COMMISSIONERS. USARC’s seven Commissioners, appointed by the President, include four members from academic or research institutions, two members from private industry undertaking commercial activities in the Arctic, and one member from among the Indigenous residents of the Arctic. The Director of the National Science Foundation serves as an ex officio eighth member.
ADVISORS. Advisors are appointed by the Commission on an “as needed” basis to provide information and advice on particular research needs and issues of concern to the Commission, review draft documents of the Commission, and convey information of importance on the various scientific and engineering disciplines they represent.
REPRESENTATIVE. Consistent with USARC’s duty, defined in law, to “cooperate with the Governor of the State of Alaska and with agencies and organizations of that State which the Governor may designate with respect to the formulation of Arctic research policy,” the Governor has traditionally designated a representative to the Commission.

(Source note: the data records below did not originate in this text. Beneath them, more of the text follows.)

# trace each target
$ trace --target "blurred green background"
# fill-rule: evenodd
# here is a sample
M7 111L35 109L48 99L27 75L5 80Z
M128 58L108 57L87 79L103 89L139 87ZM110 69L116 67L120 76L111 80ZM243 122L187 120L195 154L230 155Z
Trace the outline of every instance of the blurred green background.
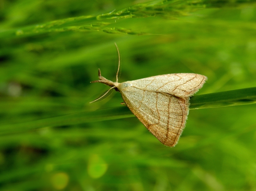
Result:
M191 110L174 148L135 117L52 117L124 107L118 93L88 103L108 88L90 84L98 68L115 80L114 42L120 82L256 86L256 1L0 0L0 190L256 190L255 104Z

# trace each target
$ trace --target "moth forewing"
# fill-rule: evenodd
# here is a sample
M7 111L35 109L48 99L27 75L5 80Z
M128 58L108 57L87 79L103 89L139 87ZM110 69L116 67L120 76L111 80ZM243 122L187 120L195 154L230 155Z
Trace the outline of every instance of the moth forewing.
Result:
M188 114L190 97L202 87L207 79L203 75L181 73L166 74L119 83L120 56L119 57L116 82L101 76L93 82L111 88L95 101L107 97L115 89L119 91L126 105L149 130L161 142L174 147L185 127Z

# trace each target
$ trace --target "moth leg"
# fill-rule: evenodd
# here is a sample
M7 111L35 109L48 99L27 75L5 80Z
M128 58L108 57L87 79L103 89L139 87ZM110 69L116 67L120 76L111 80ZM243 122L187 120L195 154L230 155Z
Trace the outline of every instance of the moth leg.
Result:
M126 106L126 103L125 103L124 102L122 102L121 103L120 103L120 104L121 104L122 105L125 105Z

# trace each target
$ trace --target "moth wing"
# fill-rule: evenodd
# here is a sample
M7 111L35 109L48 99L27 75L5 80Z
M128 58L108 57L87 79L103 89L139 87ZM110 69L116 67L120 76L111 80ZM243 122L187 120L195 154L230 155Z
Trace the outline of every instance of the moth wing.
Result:
M175 146L185 126L188 98L132 86L119 91L126 105L153 135L163 144Z
M201 88L207 77L190 73L170 74L128 81L138 88L163 92L177 97L190 97Z

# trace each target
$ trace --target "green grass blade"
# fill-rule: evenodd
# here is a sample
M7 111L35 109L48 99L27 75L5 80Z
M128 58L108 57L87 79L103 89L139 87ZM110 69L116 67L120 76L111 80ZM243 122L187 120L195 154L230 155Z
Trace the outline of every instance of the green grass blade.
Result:
M190 108L209 108L256 103L256 87L195 96Z
M218 107L256 102L256 87L195 96L191 98L190 109ZM18 133L48 126L75 125L134 116L126 107L81 112L26 122L2 126L0 135Z

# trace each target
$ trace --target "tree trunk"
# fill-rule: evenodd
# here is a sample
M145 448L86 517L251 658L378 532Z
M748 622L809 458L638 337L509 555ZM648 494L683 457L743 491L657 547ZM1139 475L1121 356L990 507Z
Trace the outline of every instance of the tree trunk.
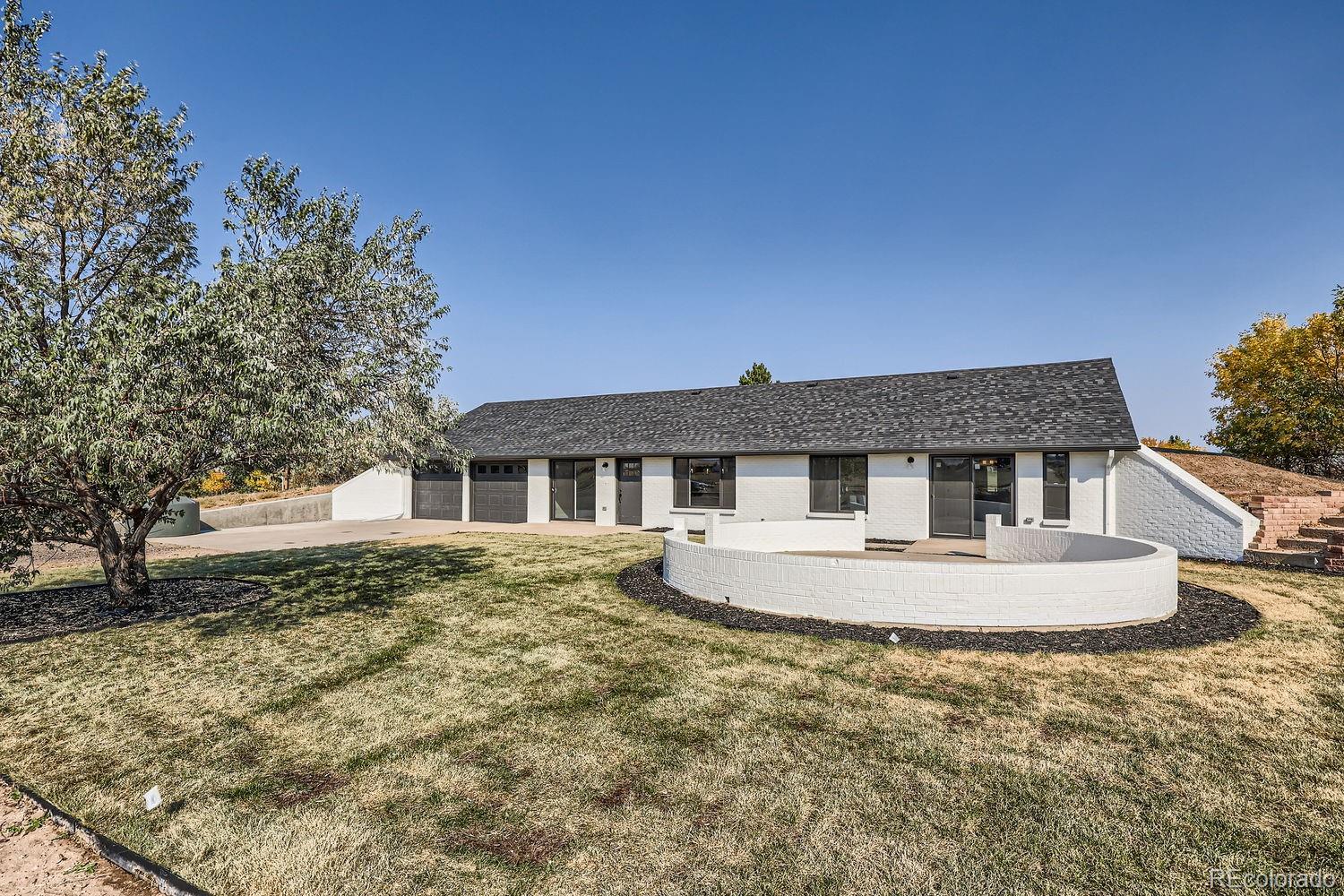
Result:
M106 524L98 533L98 559L108 576L112 603L116 607L137 607L149 600L149 568L145 564L145 543L132 537L118 537ZM109 531L112 529L112 531Z

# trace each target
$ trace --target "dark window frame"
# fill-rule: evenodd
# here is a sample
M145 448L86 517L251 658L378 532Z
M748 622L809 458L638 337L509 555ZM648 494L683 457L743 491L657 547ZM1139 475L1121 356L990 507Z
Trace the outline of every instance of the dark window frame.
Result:
M1050 458L1052 458L1052 457L1062 457L1062 458L1064 458L1064 481L1063 482L1048 482L1047 481L1046 473L1050 469ZM1043 451L1040 454L1040 519L1042 520L1064 521L1064 523L1068 521L1070 512L1073 510L1073 508L1070 506L1070 501L1071 501L1073 496L1068 492L1068 489L1070 489L1070 466L1071 466L1071 458L1068 457L1068 451ZM1050 501L1047 501L1046 497L1050 494L1050 492L1052 489L1054 490L1063 489L1063 492L1064 492L1064 514L1063 516L1051 516Z
M691 462L716 461L719 502L695 504L691 494ZM738 457L735 454L684 454L672 458L672 506L677 510L735 510L738 506Z
M835 459L836 462L836 505L833 508L818 508L817 506L817 490L812 486L813 482L820 480L813 477L814 461L820 459ZM841 508L841 496L844 494L844 461L845 459L863 459L863 508ZM867 454L809 454L808 455L808 513L853 513L862 509L868 513L871 509L871 492L868 490L868 455Z

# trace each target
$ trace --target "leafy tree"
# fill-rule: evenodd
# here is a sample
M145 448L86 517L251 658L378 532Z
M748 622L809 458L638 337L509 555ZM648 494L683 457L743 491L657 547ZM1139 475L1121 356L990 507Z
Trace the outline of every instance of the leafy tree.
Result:
M746 373L738 377L738 386L769 386L773 382L774 377L770 375L770 368L761 361L749 367Z
M358 199L304 197L297 169L253 159L224 195L237 244L198 282L184 111L101 54L43 66L48 27L5 3L0 570L22 582L35 541L85 544L141 602L149 529L211 470L456 455L419 216L359 238Z
M1179 435L1168 435L1164 439L1154 438L1152 435L1146 435L1146 437L1144 437L1144 438L1141 438L1138 441L1142 442L1144 445L1146 445L1148 447L1175 447L1175 449L1187 449L1187 450L1195 447L1193 445L1191 445L1189 439L1183 439Z
M1344 287L1301 326L1265 314L1214 356L1210 376L1223 400L1211 445L1286 470L1344 473Z

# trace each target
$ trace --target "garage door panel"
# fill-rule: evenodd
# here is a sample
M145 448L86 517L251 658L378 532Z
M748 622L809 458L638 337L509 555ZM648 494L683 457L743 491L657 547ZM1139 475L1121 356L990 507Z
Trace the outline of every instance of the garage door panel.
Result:
M411 516L423 520L462 519L462 474L431 465L411 474Z
M472 519L527 523L527 461L472 465Z

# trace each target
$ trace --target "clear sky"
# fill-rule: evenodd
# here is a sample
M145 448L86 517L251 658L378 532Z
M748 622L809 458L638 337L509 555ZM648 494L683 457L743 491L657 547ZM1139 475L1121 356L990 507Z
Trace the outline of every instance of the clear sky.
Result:
M249 154L419 208L481 402L1111 356L1141 434L1344 281L1340 3L73 3Z

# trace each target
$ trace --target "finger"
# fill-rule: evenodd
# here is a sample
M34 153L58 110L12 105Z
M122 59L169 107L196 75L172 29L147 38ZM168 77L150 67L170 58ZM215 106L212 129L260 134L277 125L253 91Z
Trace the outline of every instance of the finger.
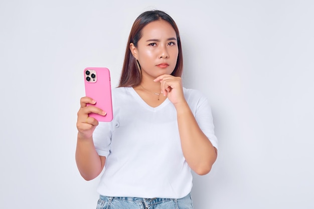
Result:
M85 123L92 125L94 126L98 125L98 121L92 117L87 117L85 120Z
M94 100L90 97L84 97L81 98L80 103L81 107L85 107L86 106L87 104L95 104L96 103L96 101Z
M164 74L164 75L160 75L158 76L157 78L155 78L153 80L153 81L154 81L155 82L161 81L162 81L165 78L167 77L173 77L174 76L170 75L168 75L168 74Z

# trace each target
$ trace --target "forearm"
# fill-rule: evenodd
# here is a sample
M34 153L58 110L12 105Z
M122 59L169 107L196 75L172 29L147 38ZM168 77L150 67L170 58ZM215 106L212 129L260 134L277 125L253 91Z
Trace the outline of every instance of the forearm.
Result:
M183 154L189 165L200 175L208 173L217 158L217 150L200 128L186 102L176 105Z
M95 178L103 168L104 160L102 162L96 151L92 138L82 138L78 135L75 158L80 173L85 180Z

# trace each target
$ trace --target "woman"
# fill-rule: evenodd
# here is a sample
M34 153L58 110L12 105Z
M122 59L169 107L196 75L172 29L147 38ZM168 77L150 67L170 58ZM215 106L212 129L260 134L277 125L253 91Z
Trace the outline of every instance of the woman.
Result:
M104 168L97 208L193 208L191 169L210 171L217 141L207 100L182 86L182 70L176 23L163 12L145 12L133 25L112 90L112 121L89 117L106 110L81 99L76 162L88 180Z

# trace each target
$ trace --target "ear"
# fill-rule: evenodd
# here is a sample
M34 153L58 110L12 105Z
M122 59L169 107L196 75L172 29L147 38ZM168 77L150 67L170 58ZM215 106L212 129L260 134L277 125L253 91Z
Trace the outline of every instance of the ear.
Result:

STAFF. The Commission staff consists of an Executive Director and a Communications Specialist in the Commission’s Arlington, Virginia, office and a Deputy Executive Director in the Anchorage, Alaska, office.
The Commission holds business meetings and conducts public hearings in Alaska and elsewhere to receive input, and makes site visits and field trips to research facilities and projects throughout the Arctic. Major recommendations of the Commission on Arctic research policy, program priorities, and coordination are published in the Commission’s biennial Report on Goals and Objectives for Arctic Research, as well as the Commission’s Special Report series.
USARC is an independent federal agency that receives an annual appropriation. For administrative purposes, the agency’s budget requests and appropriations are through the National Science Foundation. USARC’s request is identified as a line item (“U.S. Arctic Research Commission”) within the “Research and Related Activities” category in the Table of Contents of all NSF budget requests.